5.2.1. Cardinal Symptoms:
Among patients who are ill enough to require visits to the emergency department or to urgent care, nearly all complain first and foremost of severe, searing, stabbing abdominal pain, usually in the lower abdomen with severe constipation in about 55%, nausea and vomiting in about 50%, and paresthesias and dysesthesias, indicative of neuropathic pain, in about 60% [1–3, 13].
5.2.2. Cardinal signs:
include tachycardia [80%], dark urine [75%], peripheral motor deficits [70%], defects in cranial nerve functions [55%]. Less frequent, but still present in many are confusion, delirium, hallucinations, systemic arterial hypertension, absent deep tendon reflexes, peripheral sensory deficits. Seizures, often associated with severe hyponatremia, occur in about 20%, urinary bladder retention in 15%, and coma in ~ 10%. Fever with no source of infection found occurs in ~10% as well [1–3, 13, 23].
The clinical characteristics of an acute porphyric attack are similar for each of the acute porphyrias, but are typically more severe in ADP and AIP [1–3]. In VP and, rarely, in HCP there may also be cutaneous manifestations with blisters and fluid-filled bullae on sun-exposed areas of the skin, especially the backs of the hands and forearms, the face, neck, and ears.
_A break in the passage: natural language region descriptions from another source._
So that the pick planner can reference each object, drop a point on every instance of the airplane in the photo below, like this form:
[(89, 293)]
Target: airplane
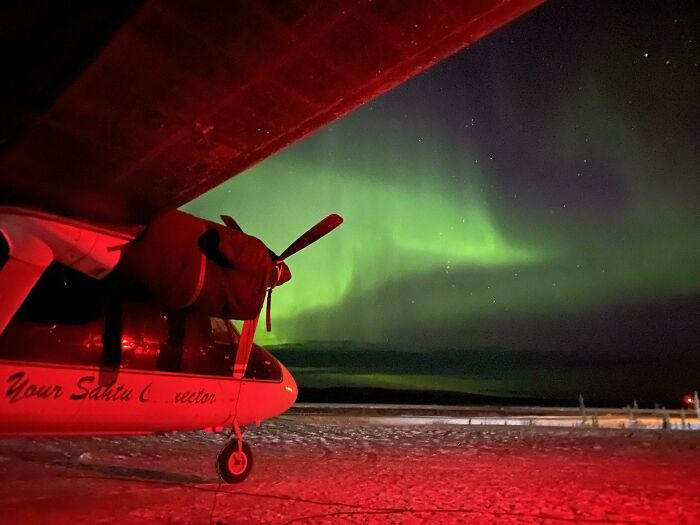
[(116, 308)]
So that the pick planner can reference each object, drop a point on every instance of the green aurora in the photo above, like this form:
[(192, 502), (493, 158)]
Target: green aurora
[(535, 195)]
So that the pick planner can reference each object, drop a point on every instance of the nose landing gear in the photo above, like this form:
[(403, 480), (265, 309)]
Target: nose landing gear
[(234, 462)]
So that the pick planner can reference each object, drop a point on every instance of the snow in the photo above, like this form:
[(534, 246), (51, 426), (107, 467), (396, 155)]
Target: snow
[(360, 470)]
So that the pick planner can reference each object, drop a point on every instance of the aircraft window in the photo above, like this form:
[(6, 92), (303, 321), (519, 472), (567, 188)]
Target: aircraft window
[(64, 296), (262, 366), (144, 333), (209, 347), (64, 344)]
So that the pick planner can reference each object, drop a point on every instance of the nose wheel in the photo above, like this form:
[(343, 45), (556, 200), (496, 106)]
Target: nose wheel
[(234, 461)]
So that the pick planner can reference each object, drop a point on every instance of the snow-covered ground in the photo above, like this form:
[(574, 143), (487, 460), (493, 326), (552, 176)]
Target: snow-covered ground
[(354, 470)]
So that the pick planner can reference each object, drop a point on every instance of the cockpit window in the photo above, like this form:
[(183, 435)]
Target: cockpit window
[(262, 366)]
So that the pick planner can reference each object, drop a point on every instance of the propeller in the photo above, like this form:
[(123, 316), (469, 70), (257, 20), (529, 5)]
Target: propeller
[(209, 244)]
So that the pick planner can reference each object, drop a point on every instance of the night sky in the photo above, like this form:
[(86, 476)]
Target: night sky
[(535, 198)]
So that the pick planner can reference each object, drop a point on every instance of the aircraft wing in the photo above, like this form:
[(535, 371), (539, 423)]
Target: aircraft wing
[(127, 110)]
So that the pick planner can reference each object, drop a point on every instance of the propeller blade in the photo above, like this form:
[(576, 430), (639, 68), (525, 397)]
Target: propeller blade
[(209, 245), (230, 222), (325, 226)]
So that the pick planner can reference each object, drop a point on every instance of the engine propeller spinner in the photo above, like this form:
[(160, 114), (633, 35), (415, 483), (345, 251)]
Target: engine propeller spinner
[(209, 244)]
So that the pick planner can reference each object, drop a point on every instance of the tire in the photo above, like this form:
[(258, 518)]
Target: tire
[(232, 468)]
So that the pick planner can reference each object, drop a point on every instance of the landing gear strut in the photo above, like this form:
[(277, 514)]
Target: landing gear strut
[(235, 460)]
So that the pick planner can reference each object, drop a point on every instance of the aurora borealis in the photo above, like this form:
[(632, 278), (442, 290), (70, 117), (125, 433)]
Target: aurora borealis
[(538, 192)]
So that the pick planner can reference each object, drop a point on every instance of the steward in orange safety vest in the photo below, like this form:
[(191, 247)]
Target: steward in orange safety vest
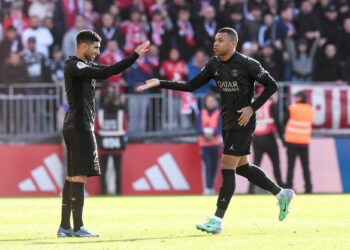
[(298, 136), (299, 125)]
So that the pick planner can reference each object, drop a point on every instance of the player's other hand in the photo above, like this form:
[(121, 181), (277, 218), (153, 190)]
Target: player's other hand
[(246, 113), (152, 83), (143, 48)]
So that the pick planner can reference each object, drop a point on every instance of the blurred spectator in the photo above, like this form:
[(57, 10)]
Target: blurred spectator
[(206, 30), (153, 58), (250, 48), (344, 49), (184, 34), (41, 9), (59, 22), (344, 41), (107, 31), (42, 36), (135, 4), (48, 23), (111, 137), (92, 18), (233, 19), (160, 32), (330, 25), (285, 24), (327, 66), (72, 8), (252, 25), (273, 8), (56, 67), (272, 61), (267, 35), (111, 55), (302, 60), (13, 70), (321, 9), (344, 8), (34, 61), (307, 23), (69, 39), (16, 18), (159, 5), (136, 75), (174, 9), (113, 10), (175, 69), (300, 117), (36, 70), (135, 30), (209, 140), (194, 65), (11, 43)]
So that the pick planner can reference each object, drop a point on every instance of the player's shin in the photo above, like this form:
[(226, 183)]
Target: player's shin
[(226, 192), (66, 205), (77, 197), (258, 177)]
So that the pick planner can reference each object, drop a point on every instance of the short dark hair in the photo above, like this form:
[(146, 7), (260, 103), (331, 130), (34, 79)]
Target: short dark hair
[(230, 32), (88, 36)]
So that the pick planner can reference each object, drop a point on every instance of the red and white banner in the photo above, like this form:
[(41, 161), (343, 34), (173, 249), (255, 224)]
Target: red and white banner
[(332, 106), (162, 169)]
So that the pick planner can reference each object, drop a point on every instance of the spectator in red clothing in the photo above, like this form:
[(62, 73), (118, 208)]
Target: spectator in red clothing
[(206, 30), (92, 18), (175, 69), (107, 31), (16, 19), (160, 28), (11, 43), (185, 34), (111, 55), (135, 30), (72, 8)]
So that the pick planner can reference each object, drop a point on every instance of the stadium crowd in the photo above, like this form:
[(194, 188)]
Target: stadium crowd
[(294, 40)]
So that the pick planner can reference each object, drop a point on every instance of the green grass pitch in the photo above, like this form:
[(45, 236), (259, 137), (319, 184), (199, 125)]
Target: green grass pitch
[(168, 222)]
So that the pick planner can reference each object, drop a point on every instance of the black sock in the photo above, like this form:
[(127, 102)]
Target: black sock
[(258, 177), (66, 205), (77, 197), (226, 191)]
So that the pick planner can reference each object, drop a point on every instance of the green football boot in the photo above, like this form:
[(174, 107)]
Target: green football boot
[(284, 202), (212, 226)]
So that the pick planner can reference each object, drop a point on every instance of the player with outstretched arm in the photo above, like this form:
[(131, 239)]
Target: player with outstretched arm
[(235, 75), (80, 75)]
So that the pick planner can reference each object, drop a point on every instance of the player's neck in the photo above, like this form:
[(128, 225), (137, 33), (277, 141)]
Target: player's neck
[(227, 56)]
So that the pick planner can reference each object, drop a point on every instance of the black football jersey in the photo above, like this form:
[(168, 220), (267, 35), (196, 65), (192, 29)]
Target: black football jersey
[(80, 81), (235, 79)]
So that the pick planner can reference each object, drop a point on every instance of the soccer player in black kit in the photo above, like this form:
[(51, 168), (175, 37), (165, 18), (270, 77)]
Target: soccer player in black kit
[(80, 75), (235, 75)]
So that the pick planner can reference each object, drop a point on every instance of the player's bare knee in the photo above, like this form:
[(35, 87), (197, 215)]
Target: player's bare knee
[(80, 178)]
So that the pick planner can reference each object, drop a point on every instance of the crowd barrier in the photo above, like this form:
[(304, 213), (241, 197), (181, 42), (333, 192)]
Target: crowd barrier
[(163, 169)]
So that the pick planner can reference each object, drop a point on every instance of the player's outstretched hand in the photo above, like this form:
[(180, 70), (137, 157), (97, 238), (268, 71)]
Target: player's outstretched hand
[(246, 113), (152, 83), (143, 48)]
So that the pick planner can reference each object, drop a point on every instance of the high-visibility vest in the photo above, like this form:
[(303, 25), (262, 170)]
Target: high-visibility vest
[(299, 125), (265, 123), (209, 122)]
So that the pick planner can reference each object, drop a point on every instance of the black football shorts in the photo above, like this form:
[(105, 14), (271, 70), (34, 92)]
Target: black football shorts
[(82, 158), (237, 142)]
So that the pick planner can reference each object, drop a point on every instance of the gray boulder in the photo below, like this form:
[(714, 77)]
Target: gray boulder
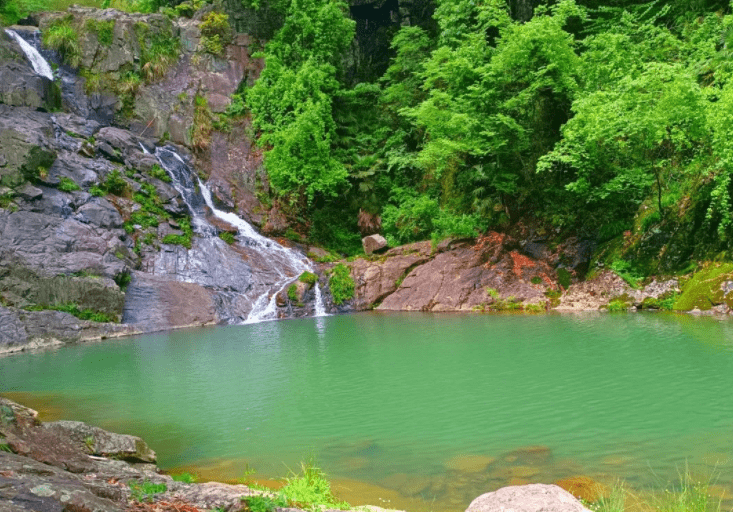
[(374, 243), (101, 442), (527, 498)]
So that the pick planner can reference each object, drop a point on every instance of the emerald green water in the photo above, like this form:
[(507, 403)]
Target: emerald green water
[(417, 410)]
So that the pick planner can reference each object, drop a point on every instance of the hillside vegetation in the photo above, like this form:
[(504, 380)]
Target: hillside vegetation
[(609, 120), (604, 119)]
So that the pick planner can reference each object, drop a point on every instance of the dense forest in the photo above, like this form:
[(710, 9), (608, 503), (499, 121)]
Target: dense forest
[(606, 120), (609, 120)]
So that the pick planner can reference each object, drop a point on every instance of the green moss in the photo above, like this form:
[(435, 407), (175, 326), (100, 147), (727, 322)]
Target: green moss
[(228, 237), (215, 33), (63, 37), (293, 293), (73, 309), (159, 173), (341, 284), (145, 491), (563, 278), (308, 278), (68, 185), (706, 288), (104, 30)]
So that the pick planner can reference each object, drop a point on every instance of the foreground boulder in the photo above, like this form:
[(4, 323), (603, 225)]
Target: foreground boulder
[(527, 498)]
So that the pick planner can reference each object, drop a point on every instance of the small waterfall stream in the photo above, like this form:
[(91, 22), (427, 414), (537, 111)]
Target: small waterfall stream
[(283, 263), (40, 65)]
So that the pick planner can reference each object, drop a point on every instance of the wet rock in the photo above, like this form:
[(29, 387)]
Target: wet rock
[(25, 144), (374, 243), (29, 192), (55, 245), (462, 277), (156, 303), (12, 329), (101, 213), (76, 125), (81, 170), (20, 86), (101, 442), (527, 498), (376, 280)]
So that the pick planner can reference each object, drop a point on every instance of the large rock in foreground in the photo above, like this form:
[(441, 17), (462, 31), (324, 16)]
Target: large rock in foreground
[(527, 498)]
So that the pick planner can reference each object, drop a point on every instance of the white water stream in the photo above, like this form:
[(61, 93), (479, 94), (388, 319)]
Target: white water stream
[(286, 263), (40, 65)]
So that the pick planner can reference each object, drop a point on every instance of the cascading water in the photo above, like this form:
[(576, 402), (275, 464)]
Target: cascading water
[(320, 309), (40, 65), (280, 263)]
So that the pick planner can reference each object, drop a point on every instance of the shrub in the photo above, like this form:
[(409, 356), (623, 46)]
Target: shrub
[(159, 173), (73, 309), (63, 38), (68, 185), (341, 284), (145, 491), (215, 33), (293, 293), (311, 489), (114, 183), (308, 277), (228, 237), (202, 123), (186, 478), (184, 239), (104, 30)]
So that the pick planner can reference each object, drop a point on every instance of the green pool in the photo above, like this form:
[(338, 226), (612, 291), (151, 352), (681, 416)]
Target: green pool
[(420, 411)]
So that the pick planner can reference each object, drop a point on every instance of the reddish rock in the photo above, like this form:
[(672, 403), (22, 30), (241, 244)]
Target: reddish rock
[(374, 243), (584, 488)]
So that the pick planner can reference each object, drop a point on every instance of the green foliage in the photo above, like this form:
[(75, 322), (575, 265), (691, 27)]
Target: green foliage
[(228, 237), (311, 489), (704, 289), (114, 184), (159, 173), (68, 185), (185, 239), (563, 278), (618, 305), (123, 280), (104, 30), (628, 272), (159, 51), (265, 503), (146, 490), (308, 278), (73, 309), (293, 293), (202, 125), (62, 37), (341, 284), (216, 33), (186, 478), (291, 101)]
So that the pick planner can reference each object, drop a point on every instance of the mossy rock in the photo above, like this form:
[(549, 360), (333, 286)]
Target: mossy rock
[(709, 287)]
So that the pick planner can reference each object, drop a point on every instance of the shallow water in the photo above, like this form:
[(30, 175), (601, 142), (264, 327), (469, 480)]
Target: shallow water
[(419, 411)]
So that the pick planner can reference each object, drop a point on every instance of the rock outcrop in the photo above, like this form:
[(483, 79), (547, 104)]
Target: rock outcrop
[(67, 466), (527, 498)]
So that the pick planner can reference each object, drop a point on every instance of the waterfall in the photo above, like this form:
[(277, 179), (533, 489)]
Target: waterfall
[(40, 65), (320, 310), (184, 184), (282, 263)]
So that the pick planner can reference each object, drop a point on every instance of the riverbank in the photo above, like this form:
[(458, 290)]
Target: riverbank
[(72, 466)]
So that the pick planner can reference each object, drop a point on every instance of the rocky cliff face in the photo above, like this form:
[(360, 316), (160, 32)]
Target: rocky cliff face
[(92, 231)]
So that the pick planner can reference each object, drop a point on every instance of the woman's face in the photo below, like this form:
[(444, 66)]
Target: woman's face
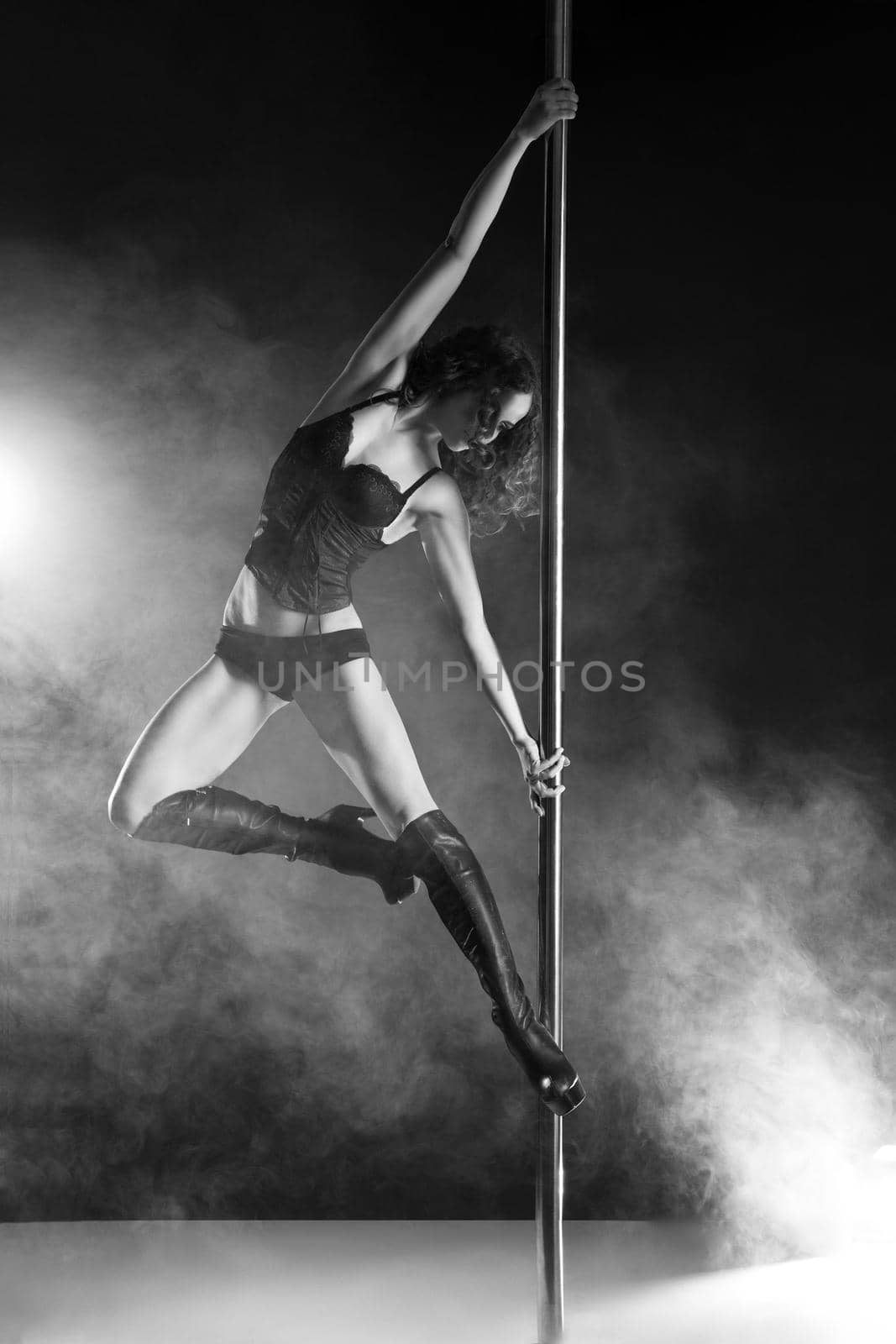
[(456, 417)]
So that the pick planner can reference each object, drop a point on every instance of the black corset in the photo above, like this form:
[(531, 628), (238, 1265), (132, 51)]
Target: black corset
[(320, 521)]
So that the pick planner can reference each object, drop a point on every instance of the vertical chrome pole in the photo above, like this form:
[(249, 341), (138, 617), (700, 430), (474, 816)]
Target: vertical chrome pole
[(550, 1169)]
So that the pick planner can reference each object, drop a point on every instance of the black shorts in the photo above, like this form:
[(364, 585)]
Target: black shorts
[(284, 664)]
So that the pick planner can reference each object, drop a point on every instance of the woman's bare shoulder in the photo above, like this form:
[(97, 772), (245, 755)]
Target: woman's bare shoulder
[(355, 385), (439, 497)]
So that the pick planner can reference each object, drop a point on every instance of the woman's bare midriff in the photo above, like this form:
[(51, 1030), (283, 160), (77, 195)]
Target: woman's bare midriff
[(251, 608)]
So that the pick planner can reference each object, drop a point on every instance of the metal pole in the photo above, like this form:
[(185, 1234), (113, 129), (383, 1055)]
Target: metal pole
[(550, 1169)]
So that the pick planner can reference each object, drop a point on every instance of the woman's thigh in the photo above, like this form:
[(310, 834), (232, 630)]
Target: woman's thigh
[(359, 723), (196, 734)]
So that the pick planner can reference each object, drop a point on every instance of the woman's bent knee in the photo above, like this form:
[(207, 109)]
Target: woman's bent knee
[(127, 811)]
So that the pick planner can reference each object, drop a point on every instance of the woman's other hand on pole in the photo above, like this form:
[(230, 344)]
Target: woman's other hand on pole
[(553, 101), (540, 773)]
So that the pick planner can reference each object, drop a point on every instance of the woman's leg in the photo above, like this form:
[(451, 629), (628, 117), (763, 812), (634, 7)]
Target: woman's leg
[(362, 729), (197, 732), (164, 792)]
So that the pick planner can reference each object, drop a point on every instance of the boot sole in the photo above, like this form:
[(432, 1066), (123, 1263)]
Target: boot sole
[(563, 1102)]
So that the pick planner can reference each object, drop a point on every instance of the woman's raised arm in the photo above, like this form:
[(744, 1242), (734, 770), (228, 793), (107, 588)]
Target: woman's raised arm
[(422, 300)]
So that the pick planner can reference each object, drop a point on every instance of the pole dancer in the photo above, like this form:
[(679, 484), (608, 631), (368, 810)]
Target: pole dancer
[(412, 437), (550, 1169)]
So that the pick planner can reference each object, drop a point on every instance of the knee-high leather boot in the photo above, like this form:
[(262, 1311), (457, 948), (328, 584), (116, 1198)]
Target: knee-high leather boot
[(432, 848), (217, 819)]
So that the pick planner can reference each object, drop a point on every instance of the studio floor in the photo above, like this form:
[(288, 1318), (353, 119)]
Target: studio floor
[(418, 1283)]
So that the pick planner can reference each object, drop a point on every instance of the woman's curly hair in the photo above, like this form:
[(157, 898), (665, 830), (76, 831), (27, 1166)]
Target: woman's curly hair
[(497, 480)]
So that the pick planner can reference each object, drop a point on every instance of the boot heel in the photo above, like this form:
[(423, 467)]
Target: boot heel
[(562, 1102)]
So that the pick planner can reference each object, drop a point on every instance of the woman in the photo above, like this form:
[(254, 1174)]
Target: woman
[(403, 441)]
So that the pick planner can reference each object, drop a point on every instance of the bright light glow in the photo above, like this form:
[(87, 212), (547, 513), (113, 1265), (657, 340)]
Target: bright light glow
[(40, 449), (19, 497)]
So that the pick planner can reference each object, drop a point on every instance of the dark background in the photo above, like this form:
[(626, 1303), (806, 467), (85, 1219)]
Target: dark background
[(202, 214)]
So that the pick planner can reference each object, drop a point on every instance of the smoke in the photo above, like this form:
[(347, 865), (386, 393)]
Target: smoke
[(195, 1035)]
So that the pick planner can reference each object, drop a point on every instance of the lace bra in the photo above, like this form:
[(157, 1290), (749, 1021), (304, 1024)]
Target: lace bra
[(320, 521)]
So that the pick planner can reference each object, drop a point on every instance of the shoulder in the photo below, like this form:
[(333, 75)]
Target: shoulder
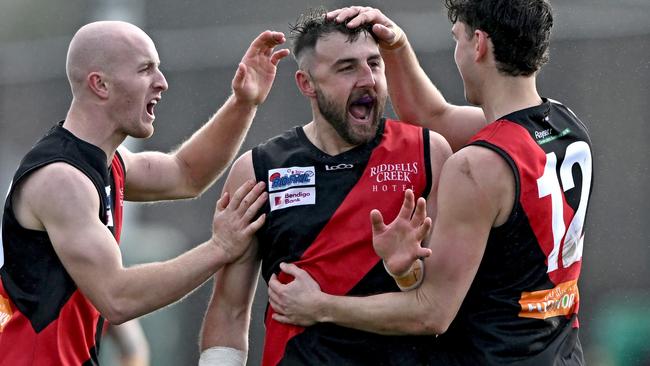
[(481, 169), (477, 174), (241, 171), (52, 193), (477, 163), (438, 145)]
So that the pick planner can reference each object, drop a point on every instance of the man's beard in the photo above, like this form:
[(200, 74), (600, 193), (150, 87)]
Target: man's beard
[(338, 118)]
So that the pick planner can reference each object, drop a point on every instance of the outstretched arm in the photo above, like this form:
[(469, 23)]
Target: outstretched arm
[(476, 193), (203, 157), (401, 243), (224, 333), (91, 256), (414, 97)]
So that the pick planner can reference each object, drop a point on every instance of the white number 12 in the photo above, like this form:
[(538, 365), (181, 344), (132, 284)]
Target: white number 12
[(548, 184)]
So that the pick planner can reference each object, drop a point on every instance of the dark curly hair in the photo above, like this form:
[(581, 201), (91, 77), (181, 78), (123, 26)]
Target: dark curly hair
[(520, 30), (314, 25)]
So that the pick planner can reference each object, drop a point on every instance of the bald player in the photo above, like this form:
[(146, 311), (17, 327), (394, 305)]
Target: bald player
[(63, 272)]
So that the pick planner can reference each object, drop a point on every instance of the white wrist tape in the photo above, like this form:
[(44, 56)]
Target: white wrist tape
[(222, 356), (412, 278)]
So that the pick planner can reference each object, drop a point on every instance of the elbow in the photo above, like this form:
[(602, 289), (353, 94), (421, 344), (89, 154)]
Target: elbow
[(116, 311), (116, 315), (432, 318), (429, 324)]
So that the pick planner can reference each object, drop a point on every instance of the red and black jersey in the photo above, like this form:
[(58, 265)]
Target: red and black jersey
[(522, 306), (44, 318), (318, 217)]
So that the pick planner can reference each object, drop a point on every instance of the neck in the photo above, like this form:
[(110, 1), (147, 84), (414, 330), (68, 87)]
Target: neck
[(93, 128), (321, 133), (509, 94)]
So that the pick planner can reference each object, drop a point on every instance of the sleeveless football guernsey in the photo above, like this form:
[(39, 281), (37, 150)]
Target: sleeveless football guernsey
[(44, 318), (522, 306), (318, 217)]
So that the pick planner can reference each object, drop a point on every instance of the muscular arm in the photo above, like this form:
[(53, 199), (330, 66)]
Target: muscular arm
[(417, 100), (227, 318), (62, 201), (200, 160), (399, 258), (414, 97), (476, 193)]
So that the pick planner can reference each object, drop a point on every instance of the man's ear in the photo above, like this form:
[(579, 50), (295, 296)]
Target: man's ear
[(481, 45), (97, 83), (305, 84)]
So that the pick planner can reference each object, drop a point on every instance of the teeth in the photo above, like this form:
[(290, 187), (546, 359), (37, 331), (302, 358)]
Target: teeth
[(364, 100)]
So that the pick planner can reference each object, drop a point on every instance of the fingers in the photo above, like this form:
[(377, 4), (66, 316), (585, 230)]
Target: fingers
[(407, 206), (424, 229), (423, 252), (223, 201), (281, 319), (240, 76), (377, 222), (420, 211), (345, 13), (279, 55), (266, 41), (292, 269), (384, 33)]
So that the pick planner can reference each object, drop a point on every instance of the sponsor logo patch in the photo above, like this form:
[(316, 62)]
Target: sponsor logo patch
[(561, 300), (394, 177), (5, 312), (338, 167), (295, 176), (292, 197)]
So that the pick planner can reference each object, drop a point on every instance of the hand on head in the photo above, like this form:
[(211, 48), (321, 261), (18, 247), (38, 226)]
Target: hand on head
[(256, 71), (390, 35)]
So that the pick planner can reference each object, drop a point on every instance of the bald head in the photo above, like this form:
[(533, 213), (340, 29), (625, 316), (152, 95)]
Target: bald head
[(100, 47)]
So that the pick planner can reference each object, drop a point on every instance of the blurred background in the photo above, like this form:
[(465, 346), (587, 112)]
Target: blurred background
[(600, 68)]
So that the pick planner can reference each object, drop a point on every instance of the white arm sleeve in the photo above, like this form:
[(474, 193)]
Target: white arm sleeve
[(222, 356)]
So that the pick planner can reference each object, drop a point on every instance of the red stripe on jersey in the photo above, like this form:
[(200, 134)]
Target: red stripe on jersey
[(342, 254), (530, 160), (117, 170)]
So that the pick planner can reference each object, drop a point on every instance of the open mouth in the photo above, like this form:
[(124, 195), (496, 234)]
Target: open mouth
[(361, 109), (151, 106)]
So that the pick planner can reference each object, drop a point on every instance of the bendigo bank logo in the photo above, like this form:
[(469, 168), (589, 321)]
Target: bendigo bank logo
[(291, 177), (396, 177)]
5.2.3. Neurological Features:
The acute porphyrias exhibit effects on the autonomic, central and peripheral nervous systems. Peripheral neuropathy is a mostly motor neuron process due to axonal degeneration [16]. Patients may progress to quadriparesis and respiratory failure. When the central nervous system is involved, patients may present with irritability, insomnia, anxiety, paranoia, hallucinations, and psychoses [1–3]. Major motor seizures occur in up to 20% of acute porphyric attacks [1–3, 23], often in association with marked hyponatremia, as in the patient described above. The hyponatremia is associated with increases in anti-diuretic hormone [ADH] and have often been ascribed to the syndrome of inappropriate anti-diuretic hormone [ADH] secretion [SIADH]. However, when total and effective circulating blood volumes have been measured in patients with AIP, even in the absence of acute attacks, they have been found to be significantly decreased [24]. Thus, because, by definition, SIADH requires the presence of normal or increased effective circulating volume, it is contentious whether the increase in ADH seen in acute porphyric attacks is ‘inappropriate’ or appropriate. In any event, the finding of hyponatremia [serum Na+ < 130 mEq/L] in the setting of acute severe pain should raise suspicion of AHP. Treatment with anticonvulsants can be challenging as many of the commonly used anti-convulsants [barbiturates, carbamazepines, hydantoins, valproate, etc] cause up-regulation of ALAS1 and can precipitate and/or worsen acute porphyric attacks [1–3, 23].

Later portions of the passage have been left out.